An effective vigilante film has its guilty pleasures: who doesn’t like a bad guy come to a worse end? But not when the plot offers creaky tropes, and revives all the forgotten horrors of this kind of movie, where you dispense good taste in the pursuit of hoots and whistles. There’s so much gore that even hardened viewers may flinch, and there’s something entirely gratuitous about characters being made to mouth thunderous lines against people taking the law in their hands, and then showing humans being burnt and beaten.

Some of the lines are in cringingly poor taste. ‘Pata lagao uski koi rakhail hai ki nahin’, thunders Bajpayee’s character.
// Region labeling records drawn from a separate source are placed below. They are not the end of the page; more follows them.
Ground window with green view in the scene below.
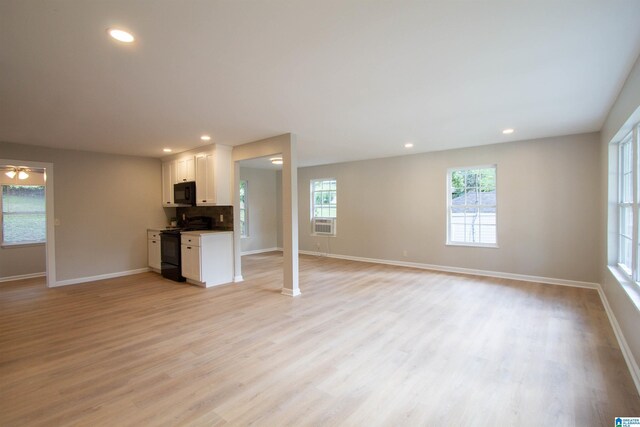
[311,179,338,218]
[2,185,47,244]
[447,165,497,246]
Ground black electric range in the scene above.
[160,216,213,282]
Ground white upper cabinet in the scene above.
[162,161,176,207]
[196,145,232,206]
[196,154,216,205]
[162,145,233,207]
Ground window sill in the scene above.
[0,242,46,249]
[445,242,500,249]
[609,265,640,311]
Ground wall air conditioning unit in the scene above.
[312,218,336,236]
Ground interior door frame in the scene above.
[0,159,56,288]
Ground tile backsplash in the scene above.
[176,206,233,231]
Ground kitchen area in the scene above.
[147,144,234,287]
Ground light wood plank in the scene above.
[0,253,640,426]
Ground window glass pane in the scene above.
[480,207,496,227]
[465,208,480,243]
[2,185,47,243]
[3,214,47,243]
[449,167,497,244]
[479,168,496,193]
[311,179,337,218]
[466,187,479,205]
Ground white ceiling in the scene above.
[240,156,282,171]
[0,0,640,166]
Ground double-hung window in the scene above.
[311,178,338,219]
[616,125,640,282]
[240,180,249,237]
[447,165,497,247]
[0,184,47,245]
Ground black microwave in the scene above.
[173,181,196,206]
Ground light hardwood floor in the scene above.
[0,253,640,426]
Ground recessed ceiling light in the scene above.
[107,28,135,43]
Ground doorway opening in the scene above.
[0,159,56,287]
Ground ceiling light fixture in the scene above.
[107,28,136,43]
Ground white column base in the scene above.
[282,288,301,297]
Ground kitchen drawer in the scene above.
[180,234,200,246]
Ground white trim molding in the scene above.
[55,267,151,287]
[240,247,282,256]
[598,286,640,394]
[0,271,47,282]
[298,250,599,289]
[281,288,302,297]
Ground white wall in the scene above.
[0,142,167,281]
[599,52,640,379]
[298,133,601,282]
[0,172,46,280]
[240,167,278,252]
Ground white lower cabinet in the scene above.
[180,231,233,288]
[147,230,162,272]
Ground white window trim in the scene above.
[614,123,640,286]
[0,183,47,249]
[445,163,500,249]
[238,179,250,239]
[309,178,338,221]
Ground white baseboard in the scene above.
[281,288,302,297]
[598,286,640,394]
[55,267,150,287]
[0,271,47,283]
[240,248,282,256]
[298,250,599,289]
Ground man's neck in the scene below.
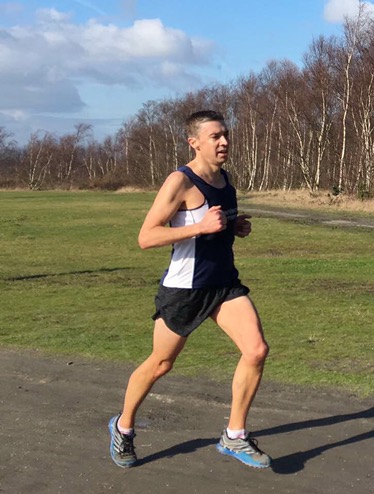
[187,158,225,187]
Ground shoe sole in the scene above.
[216,443,271,468]
[108,417,137,468]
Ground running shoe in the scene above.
[108,415,137,468]
[216,430,271,468]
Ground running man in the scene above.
[109,111,271,468]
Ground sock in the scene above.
[117,420,134,436]
[226,428,247,439]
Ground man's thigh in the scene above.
[153,318,187,360]
[211,297,265,353]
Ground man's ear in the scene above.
[187,137,198,150]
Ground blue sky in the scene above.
[0,0,374,143]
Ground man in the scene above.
[109,111,271,468]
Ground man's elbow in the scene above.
[138,232,152,250]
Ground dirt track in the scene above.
[0,349,374,494]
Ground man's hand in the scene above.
[235,214,252,238]
[200,206,227,235]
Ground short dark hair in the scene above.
[186,110,225,137]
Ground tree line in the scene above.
[0,4,374,199]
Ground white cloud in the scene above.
[324,0,374,23]
[0,7,213,122]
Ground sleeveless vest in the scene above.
[161,166,238,288]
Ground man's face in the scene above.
[188,121,229,165]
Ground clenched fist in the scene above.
[200,206,227,235]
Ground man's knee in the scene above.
[243,341,269,366]
[154,360,174,380]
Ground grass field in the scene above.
[0,191,374,396]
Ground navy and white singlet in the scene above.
[161,166,238,288]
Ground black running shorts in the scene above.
[152,280,249,337]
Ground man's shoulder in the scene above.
[164,166,196,189]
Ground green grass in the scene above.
[0,191,374,396]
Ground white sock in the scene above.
[117,420,134,436]
[226,427,247,439]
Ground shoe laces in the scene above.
[120,433,135,456]
[243,433,264,455]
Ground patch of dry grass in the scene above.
[242,189,374,213]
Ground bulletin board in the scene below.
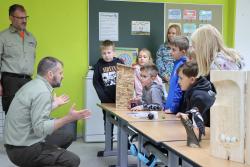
[88,0,223,66]
[164,3,223,41]
[88,0,165,66]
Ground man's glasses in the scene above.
[12,15,29,20]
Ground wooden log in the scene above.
[245,71,250,165]
[210,71,246,163]
[116,64,135,109]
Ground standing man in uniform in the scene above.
[0,4,37,114]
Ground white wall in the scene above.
[235,0,250,69]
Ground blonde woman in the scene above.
[191,24,243,76]
[156,24,181,82]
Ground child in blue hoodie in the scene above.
[164,36,189,114]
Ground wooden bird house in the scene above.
[210,70,250,164]
[116,64,135,109]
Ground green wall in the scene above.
[0,0,88,136]
[0,0,235,135]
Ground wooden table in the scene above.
[97,103,179,122]
[129,120,210,143]
[97,103,178,167]
[163,140,249,167]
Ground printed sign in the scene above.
[183,9,197,20]
[183,23,196,34]
[199,10,212,21]
[168,9,181,20]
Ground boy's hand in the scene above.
[176,112,188,120]
[131,105,143,111]
[164,109,173,114]
[164,75,169,82]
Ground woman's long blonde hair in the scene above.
[191,24,241,76]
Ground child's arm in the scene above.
[169,84,183,114]
[93,65,106,101]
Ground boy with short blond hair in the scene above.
[131,64,164,111]
[164,36,189,114]
[93,40,123,143]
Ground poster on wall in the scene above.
[183,9,197,20]
[183,23,196,34]
[115,47,138,66]
[99,12,119,41]
[168,9,181,20]
[199,10,212,21]
[168,23,181,28]
[131,21,150,35]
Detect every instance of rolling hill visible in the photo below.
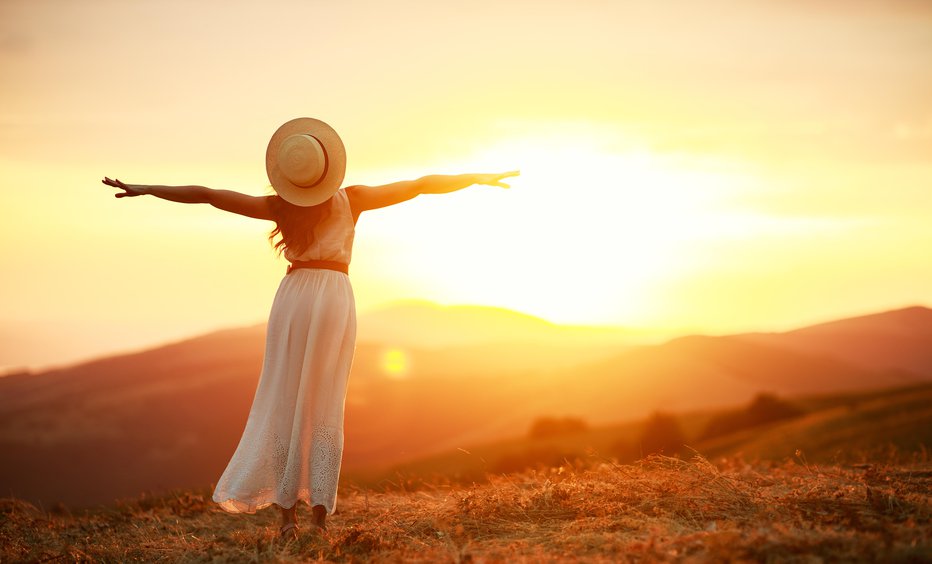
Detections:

A toaster is used to make ghastly jokes about a guy who’s been burnt to a cinder. Macabre jokes work only when you do them well: here, they don’t land, because the whole thing is so inept.

We can get why Abraham is in this film: he’s done this kind of movie before, and this looks like an extension, all bulging biceps and flaring nostrils, and using hands and legs against the enemy. He does action well: you believe when a tyre is split by those muscled arms. But what possessed the excellent Bajpayee, who can lift a film just by his presence, to do this?

There’s also the small matter of the portrayal of the ‘other’, showing Muslim characters in prison, in black ‘burkhas’, in bloody Moharram processions, and doing nothing else. There is also a steady barrage of phrases culled from today’s India: keeping India ‘swachch’, and chests which measure fifty plus inches.